Direction by Hannah Goodwin leans into the comedy of the piece, relishing in each of its funny details, whilst painstakingly creating for the audience, a realism that makes everything feel authentic and convincing. There are six distinct personalities in Never Closer, all of whom are made believable and endearing by Goodwin’s uncompromising approach, of making each moment count.

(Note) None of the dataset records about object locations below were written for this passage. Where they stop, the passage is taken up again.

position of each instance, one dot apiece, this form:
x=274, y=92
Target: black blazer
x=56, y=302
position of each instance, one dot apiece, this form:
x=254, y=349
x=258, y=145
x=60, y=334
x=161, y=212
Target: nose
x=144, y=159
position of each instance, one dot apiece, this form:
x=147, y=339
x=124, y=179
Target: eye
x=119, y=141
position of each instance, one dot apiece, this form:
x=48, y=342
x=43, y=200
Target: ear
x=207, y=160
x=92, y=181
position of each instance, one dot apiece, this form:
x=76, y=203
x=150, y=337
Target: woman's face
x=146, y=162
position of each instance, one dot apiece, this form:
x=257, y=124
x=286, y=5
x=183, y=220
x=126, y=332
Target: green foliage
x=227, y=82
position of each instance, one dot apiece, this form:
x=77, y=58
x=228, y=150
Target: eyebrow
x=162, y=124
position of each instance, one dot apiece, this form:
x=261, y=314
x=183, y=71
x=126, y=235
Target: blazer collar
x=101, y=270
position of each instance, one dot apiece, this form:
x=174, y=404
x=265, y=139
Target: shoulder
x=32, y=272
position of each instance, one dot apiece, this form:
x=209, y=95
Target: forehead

It is a splendid ensemble cast that tells the story, with an incredible chemistry that makes all that they offer up, feel meaningful and true. Mabel Li demonstrates great versatility as Niamh, seamless in the way she blends the comical with the earnest, in a show that really succeeds in being tender and hilarious both at once. Adam Sollis is charged with the responsibility of instigating some very bombastic drama, as Connor, which he accomplishes with a natural ease. Emma Diaz as Deirdre and Raj Labade as Jimmy, deliver nuances throughout, that seem subtle yet are palpably moving. Philip Lynch as Harry and Ariadne Sgouros as Mary, are bold with their desire to make us laugh, and they never miss a beat.
Stage design by Grace Deacon takes us decades back in time, impressive particularly with the many smaller household items that look completely to be from a bygone era. Costumes by Keerthi Subramanyam offer a constant reminder that the story is of a time past, even if the characters feel so present and intimate. Phoebe Pilcher’s lights and Alyx Dennison’s sounds, work quietly to manufacture a familiar domestic environment, but are certainly powerful when required to cause a ruckus.
As the saying goes, “the world is your oyster” and for the young, that is especially true. To see Niamh’s friends unwilling (or perhaps unable) to leave home, feels a sad waste of opportunity, but it should probably only be for each individual, to lay judgement on how one’s time on earth is spent. Many have stayed put, and accomplished much. Others have travelled far and wide, and seen all there is. In Never Closer we are shown that not all our destinies are reliant on personal decisions. Often where we go, is animated by circumstance, but only becoming apparent with the passage of time.